Es war eine kühle, grüne Gegend. Immer roch es nach Regen, auch wenn er selten fiel. Kam in den Tälern der Frühling, wurde die ausgezehrte, magere Welt des Winters wieder groß und bewohnbar, aber wer hinauf zu den Bergspitzen sah, konnte noch im Sommer frieren. Die Katzen jagten auf den Wiesen, saßen im wachsenden Gras und warteten auf die Mäuse wie ein schöner Tod im Sonnenschein.
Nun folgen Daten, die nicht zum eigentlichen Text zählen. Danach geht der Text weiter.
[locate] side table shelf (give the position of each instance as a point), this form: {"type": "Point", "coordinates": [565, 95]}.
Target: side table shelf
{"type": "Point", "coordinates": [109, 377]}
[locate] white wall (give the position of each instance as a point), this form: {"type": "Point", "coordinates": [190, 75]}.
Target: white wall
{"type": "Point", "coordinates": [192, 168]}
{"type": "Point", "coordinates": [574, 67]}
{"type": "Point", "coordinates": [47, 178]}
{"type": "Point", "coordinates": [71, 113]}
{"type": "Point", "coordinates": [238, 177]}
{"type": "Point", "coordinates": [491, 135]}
Das Dorf war so klein, dass man sich, wenn man sich umschaute, nie sicher war, ob jeder jeden kannte oder niemand niemanden, nicht einmal den unter seinem eigenen Dach. Den Kindern erzählten die Alten, auf der Straße müsse man alle Männer grüßen, weil man nie wissen könne, wer der Vater sei. Überall gab es Geschichten, hinter denen man rasch die Tür zuzog. Hinter der einen Tür wartete eine Familie seit Jahren auf ein Mädchen, das verschwunden war, und zuckte Mal um Mal zusammen, wenn auf der Straße ein fremdes Kind im blauen Kleid vorüberging, hinter der anderen lebte ein Mann im Werkzeugkeller, nachdem seine Frau einen Liebhaber ins Haus geholt hatte. Es gab Häuser mit immer geschlossenen Fenstern, die man nur öffnete, wenn jemand starb, damit die Seele entweichen konnte, und so reichte den Bewohnern des Dorfes ein Blick von der Straße, um zu wissen, wann der Tod Ein- und Auszug in diesen Zimmern hielt. Das aufgerissene Fenster war sein letztes Zeichen, bei dem die Frauen schon nach Salz und Zucker griffen und zu backen begannen, um bald einen warmen Kuchen als Zeugnis ihres Beileids auf den Treppenabsatz zu stellen.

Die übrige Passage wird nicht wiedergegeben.